Why allergic diseases have become more frequent is currently under debate. One theory suspects that childhood immunization has altered the way our immune system responds to the environment. In this model  natural childhood viral infections have a protective effect against the development of allergies. Since we no longer acquire these infections, we are not protected against allergies.
 
Another theory proposes that the relative cleanliness of modern homes prevents exposure to bacterial products that stimulate the immune system. This theory called the "hygiene hypothesis" was induced from the observation that children growing up on farms are less frequently affected than other children by allergies. These environments are notable for a heavy load of mold and bacteria from decaying organic matter and animal waste.
 
Allergic Contact Dermatitis
 
Skin allergies, especially allergic contact dermatitis, occur by a different mechanism.  Antibodies play no role in starting this type allergic response. However, it has been demonstrated that animals with a complete lack of IgE do not develop allergic contact dermatitis. The initial phase of  the allergic reaction begins with a cell called a lymphocyte. This is specialized type of white blood cell that is also found in tissues. The allergy causing substance  is usually a small molecule, such as a nickel salt, that chemically combines with proteins in the skin. At this point, it can be recognized by lymphocytes, which which are then activated and call other lymphocytes into the area, amplifying the allergic response.
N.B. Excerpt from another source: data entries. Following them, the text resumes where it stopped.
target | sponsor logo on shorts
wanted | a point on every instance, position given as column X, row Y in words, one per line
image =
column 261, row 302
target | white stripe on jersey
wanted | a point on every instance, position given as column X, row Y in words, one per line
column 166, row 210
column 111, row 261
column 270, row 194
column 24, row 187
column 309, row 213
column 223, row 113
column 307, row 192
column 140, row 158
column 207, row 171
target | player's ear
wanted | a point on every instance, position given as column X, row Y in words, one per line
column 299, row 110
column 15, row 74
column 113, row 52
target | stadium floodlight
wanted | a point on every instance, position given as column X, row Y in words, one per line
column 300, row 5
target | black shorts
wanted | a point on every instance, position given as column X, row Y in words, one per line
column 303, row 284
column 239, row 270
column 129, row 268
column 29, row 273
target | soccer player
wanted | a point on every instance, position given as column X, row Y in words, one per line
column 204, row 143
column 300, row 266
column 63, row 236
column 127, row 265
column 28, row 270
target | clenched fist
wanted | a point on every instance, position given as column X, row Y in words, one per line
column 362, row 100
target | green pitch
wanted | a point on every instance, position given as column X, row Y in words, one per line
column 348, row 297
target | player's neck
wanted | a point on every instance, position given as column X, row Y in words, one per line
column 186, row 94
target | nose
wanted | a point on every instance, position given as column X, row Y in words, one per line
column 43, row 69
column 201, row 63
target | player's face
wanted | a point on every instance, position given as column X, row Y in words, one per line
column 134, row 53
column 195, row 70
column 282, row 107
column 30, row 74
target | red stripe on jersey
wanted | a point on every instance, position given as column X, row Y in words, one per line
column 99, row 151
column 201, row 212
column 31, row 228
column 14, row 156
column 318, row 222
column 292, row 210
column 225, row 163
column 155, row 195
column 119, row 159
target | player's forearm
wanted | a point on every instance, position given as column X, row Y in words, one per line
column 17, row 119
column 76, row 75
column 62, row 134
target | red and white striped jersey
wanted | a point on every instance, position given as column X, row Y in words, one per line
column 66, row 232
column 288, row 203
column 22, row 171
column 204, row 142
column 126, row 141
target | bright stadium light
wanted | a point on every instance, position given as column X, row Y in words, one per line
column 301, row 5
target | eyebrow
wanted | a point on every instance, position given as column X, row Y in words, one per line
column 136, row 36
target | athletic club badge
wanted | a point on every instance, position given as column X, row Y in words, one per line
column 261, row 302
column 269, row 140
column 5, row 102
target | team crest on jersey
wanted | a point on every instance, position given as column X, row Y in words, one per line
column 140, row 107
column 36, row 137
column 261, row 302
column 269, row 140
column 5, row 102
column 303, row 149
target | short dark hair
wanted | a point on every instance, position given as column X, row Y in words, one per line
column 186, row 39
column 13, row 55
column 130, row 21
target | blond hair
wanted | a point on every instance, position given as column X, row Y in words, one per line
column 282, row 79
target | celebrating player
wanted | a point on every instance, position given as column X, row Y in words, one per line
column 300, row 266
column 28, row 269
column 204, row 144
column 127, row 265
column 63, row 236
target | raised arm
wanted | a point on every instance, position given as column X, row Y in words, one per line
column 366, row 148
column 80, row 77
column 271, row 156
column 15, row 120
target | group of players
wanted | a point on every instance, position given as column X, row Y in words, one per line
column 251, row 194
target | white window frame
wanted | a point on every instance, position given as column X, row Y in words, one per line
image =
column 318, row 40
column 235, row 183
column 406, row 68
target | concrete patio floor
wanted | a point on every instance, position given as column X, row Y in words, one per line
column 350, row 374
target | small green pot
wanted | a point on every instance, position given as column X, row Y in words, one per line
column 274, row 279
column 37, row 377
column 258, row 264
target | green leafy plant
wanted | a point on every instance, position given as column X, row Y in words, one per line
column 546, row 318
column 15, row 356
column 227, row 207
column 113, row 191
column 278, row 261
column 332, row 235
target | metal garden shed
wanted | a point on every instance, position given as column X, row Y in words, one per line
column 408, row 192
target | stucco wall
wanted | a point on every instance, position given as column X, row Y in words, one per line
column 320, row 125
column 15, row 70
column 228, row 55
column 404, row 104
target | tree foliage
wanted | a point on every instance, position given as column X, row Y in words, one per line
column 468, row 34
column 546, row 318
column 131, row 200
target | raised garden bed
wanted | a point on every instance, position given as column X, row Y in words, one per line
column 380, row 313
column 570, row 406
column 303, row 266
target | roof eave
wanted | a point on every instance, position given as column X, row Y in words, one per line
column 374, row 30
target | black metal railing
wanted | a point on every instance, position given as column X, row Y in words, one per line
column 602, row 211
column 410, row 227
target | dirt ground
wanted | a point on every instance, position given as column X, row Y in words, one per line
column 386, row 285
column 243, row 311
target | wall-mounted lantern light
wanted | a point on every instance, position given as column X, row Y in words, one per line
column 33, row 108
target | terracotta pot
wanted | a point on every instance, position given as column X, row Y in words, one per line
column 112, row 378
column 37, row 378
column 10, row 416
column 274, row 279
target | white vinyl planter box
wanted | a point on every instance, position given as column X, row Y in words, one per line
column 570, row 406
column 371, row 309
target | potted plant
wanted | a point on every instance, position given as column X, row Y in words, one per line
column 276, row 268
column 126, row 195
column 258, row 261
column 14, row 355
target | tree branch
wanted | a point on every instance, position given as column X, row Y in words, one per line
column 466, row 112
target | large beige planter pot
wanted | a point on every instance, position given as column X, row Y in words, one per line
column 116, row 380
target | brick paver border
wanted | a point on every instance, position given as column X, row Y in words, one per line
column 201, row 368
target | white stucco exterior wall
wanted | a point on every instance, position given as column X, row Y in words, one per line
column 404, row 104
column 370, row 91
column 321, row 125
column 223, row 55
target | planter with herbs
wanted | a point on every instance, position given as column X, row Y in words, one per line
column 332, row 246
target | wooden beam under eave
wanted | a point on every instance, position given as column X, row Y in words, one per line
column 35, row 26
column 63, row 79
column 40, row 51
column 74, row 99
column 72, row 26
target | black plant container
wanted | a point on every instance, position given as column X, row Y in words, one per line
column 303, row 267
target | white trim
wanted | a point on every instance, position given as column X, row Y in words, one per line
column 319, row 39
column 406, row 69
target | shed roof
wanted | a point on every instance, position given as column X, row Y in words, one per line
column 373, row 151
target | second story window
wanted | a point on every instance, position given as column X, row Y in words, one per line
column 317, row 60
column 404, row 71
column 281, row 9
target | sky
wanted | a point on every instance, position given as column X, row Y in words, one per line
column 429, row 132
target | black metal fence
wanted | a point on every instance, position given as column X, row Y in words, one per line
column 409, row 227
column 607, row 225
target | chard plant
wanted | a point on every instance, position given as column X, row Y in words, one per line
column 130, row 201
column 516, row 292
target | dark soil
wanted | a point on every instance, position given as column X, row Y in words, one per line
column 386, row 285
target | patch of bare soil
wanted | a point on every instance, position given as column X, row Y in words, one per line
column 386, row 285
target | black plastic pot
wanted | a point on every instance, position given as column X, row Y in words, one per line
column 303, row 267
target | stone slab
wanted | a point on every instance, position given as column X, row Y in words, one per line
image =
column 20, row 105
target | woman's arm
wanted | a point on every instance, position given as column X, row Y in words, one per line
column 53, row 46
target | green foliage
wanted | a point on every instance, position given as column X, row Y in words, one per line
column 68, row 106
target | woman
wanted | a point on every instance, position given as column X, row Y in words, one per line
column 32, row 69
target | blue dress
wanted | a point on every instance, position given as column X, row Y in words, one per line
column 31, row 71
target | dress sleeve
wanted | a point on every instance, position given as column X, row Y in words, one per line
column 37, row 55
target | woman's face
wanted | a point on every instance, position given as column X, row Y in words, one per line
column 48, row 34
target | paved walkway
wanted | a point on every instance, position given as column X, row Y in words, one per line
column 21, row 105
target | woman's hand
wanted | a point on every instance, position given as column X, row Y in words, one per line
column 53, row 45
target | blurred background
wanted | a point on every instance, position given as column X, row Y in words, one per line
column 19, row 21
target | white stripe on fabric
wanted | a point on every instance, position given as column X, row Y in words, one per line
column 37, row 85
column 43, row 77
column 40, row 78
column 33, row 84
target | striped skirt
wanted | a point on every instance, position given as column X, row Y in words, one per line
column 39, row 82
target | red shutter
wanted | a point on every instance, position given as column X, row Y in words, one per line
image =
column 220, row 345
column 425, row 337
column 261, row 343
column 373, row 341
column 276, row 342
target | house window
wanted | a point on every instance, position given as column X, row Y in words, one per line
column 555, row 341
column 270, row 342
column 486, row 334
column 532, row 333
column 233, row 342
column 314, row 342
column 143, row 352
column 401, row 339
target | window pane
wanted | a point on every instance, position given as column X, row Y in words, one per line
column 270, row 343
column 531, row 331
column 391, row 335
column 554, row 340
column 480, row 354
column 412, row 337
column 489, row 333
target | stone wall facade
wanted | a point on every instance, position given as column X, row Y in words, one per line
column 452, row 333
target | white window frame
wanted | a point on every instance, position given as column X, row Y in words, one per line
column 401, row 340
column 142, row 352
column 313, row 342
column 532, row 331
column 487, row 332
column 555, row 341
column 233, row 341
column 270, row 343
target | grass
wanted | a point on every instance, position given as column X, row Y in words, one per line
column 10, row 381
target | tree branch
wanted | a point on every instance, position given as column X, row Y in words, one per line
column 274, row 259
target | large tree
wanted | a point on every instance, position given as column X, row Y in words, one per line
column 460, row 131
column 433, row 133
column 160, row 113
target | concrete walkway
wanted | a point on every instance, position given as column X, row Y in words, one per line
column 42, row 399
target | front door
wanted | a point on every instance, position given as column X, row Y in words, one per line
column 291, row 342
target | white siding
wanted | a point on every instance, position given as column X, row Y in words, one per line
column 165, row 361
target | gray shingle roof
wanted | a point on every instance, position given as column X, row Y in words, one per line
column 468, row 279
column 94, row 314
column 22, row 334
These lymphocytes also release other chemicals that cause inflammation in the surrounding tissues. These "chemokines" cause dilatation of blood vessels, leakage of blood proteins, swelling oozing and blistering. Release of histamine is a secondary response. Steroid drugs therefore play a more important role in this type of allergic reaction than anti-histamines. Steroids decrease the number of circulating lymphocytes and the production of inflammatory chemokines and are the most useful agents for treatment.